People need to be reminded of a brand or a concept seven times before they actually remember it. So, it’s important to keep that cadence up. And marketing can do that in scalable ways. So, an important concept is you have to be ruthless.
I have seen it break the hearts of many a developer evangelist when I say things like, “We should not do a student hackathon.”
I actually… It is, like, deeply painful on a profound level. And just is a total side note on the hackathon thing. I am also anti-hackathon. External hackathon, internal hackathons are super powerful at every company I’ve been at. But external hackathons are great. If you want to see all the, like, low hanging broken, because you will see all the low hanging broken.
Audience member: Bring your engineers in!
Judith: Bring your engineers, that’s darn tooting! Yeah. We always took our engineers, and you get a really high fidelity on where all their expertise bias is. But they will not make you any money. I’ve never seen it work. So, things to do today. Review and update your personas.
So, personas change, markets change. I think a couple of things that are really interesting with regard to this right now is security. If you don’t have a component of security and what is the thinking on security for each of your personas, then it needs to evolve because it is so much more pertinent to everyone.
You know, we used to have a situation, I would say seven years ago, where I don’t think developers cared that much about security. And I’ve seen that radically shift, where it’s often one of the first things that we need to address for them. And that’s great. I love that trend. It’s a hard trend.
So, the other one is identify three obvious ignore disqualifiers. So, students is one I mentioned. We don’t sell actively in India. So, even though we have a lot of website traffic and free trial signups from India, we just don’t actively qualify them. And that’s fine. You know, there’s still great things to do there, and we might get there someday, but not right now.
And put those into your system to make sure that your marketing team and everybody is aligned on, “We’re not going to do this.” This one’s similar to the kick-ass curve. And this is like the super pro-move, right? So, if you need to get somebody up the kick-ass curve, you need to identify the people who are going to do that, and how to interact with them at different places.
If that’s an 18-month curve, and the people you are addressing are in month one, versus if it’s a two-month curve, and they’re in month one, they are in a different phase in that learning cycle, and so, your messaging to them should be different. So, how long it takes for someone to really fully adopt your product is n important thing to know. If it’s super simple, it might be real transactional.

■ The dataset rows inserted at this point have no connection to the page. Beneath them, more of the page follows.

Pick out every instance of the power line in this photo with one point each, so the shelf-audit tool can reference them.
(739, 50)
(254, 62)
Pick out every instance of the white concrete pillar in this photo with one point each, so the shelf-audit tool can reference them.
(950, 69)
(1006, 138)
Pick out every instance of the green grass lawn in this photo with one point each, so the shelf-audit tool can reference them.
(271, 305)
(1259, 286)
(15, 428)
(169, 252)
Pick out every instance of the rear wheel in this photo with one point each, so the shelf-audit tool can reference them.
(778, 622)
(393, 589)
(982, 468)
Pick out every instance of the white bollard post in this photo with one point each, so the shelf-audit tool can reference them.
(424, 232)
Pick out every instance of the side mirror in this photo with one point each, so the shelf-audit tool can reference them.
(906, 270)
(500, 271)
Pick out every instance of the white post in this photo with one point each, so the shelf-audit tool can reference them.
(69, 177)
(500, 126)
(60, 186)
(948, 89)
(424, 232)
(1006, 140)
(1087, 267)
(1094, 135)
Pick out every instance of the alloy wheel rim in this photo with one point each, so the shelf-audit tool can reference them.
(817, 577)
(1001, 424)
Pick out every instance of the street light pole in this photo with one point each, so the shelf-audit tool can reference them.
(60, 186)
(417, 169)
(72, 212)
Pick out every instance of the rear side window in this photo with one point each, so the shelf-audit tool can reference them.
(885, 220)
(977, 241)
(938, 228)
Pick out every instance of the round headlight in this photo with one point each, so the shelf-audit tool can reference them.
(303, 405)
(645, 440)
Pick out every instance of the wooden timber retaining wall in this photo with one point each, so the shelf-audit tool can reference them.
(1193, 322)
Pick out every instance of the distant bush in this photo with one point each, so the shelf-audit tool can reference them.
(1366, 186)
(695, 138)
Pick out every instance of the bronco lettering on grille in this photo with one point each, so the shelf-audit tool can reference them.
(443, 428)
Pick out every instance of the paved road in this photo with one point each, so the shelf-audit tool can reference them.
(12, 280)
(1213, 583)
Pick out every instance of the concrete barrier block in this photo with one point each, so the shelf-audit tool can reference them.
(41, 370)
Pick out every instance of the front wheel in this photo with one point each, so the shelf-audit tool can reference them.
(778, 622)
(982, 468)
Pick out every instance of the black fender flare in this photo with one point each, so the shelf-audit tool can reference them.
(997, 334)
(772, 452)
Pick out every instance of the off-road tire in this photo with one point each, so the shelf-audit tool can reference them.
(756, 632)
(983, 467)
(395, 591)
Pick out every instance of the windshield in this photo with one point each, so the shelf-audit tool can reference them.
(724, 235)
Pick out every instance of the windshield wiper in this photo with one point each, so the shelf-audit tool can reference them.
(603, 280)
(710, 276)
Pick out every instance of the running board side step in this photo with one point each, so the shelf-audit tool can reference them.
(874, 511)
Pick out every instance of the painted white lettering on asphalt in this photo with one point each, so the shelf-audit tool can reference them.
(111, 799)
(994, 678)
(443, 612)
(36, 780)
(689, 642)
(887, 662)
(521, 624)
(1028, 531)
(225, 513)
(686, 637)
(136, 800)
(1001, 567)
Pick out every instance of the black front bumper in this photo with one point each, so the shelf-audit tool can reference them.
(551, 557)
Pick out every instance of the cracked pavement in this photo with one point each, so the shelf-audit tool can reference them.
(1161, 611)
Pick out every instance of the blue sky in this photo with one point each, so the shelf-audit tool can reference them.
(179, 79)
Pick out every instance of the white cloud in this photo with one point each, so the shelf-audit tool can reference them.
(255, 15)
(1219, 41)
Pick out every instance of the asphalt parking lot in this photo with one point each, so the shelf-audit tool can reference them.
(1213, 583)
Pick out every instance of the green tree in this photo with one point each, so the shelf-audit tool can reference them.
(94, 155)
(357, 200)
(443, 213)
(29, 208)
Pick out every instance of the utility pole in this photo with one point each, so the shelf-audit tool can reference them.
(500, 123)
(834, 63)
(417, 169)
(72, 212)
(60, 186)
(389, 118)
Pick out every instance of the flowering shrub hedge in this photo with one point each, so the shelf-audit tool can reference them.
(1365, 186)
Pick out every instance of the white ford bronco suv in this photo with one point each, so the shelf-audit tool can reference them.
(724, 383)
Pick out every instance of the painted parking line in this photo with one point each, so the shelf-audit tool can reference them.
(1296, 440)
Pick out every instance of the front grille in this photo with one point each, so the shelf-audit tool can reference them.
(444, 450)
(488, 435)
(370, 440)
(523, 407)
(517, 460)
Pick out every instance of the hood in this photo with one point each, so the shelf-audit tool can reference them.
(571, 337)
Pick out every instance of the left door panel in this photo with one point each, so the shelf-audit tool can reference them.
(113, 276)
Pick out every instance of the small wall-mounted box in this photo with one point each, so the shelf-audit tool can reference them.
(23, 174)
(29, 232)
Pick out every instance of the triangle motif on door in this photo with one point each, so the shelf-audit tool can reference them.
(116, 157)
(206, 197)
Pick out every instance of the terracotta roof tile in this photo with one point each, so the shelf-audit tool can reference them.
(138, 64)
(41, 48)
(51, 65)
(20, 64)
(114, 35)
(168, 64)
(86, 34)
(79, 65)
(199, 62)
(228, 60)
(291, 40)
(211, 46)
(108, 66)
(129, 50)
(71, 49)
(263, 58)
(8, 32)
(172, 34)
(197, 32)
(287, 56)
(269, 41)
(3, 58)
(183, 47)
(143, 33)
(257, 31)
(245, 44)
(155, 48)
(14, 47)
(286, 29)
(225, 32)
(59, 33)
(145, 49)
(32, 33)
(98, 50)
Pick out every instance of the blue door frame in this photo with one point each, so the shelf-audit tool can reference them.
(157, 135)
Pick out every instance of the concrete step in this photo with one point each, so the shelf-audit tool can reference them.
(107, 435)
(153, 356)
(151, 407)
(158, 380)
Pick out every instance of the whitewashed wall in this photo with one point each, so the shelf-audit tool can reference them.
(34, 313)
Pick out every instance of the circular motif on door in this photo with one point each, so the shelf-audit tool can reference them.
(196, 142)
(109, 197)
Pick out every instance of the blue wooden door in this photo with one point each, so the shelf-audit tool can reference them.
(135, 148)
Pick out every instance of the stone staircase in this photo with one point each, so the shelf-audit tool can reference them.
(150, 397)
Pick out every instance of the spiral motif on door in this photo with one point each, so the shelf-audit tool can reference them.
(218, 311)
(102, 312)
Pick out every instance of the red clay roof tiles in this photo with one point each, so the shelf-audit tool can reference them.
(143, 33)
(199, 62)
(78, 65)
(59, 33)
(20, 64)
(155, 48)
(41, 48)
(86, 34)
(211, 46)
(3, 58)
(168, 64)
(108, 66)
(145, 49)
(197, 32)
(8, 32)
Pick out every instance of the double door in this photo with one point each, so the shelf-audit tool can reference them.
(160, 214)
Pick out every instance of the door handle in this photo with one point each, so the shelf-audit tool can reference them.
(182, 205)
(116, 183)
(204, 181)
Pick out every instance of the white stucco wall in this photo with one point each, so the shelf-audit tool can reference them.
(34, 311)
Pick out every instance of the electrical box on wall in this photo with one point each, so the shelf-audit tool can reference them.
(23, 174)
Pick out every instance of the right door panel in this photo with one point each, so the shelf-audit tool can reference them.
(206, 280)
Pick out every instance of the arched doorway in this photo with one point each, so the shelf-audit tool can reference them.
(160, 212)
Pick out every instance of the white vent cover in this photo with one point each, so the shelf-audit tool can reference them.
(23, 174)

But if it’s much more complex and takes a long time, you’re going to have a much more nuanced way that you build the messaging around that persona.
Build a cultivation program or co-opt a marketer into doing that. And then expand your personas. You know, when you do your review update… I used to do a quarterly dumpster dive, where I would, like, just go through, look at everybody who signed up, who was new and was a heavy active user, and look for trends in what’s changing.
You know, look for, are they using different features? Are they different titles? Are they coming from different places? These can help you sort of refine things. Because often, what you’re going to see is, like, certain geographies are going to blow up first. And then you’re going to get to other geographies. And the way that marketing and development, and the kinds of communities that are influential there, are going to be totally different.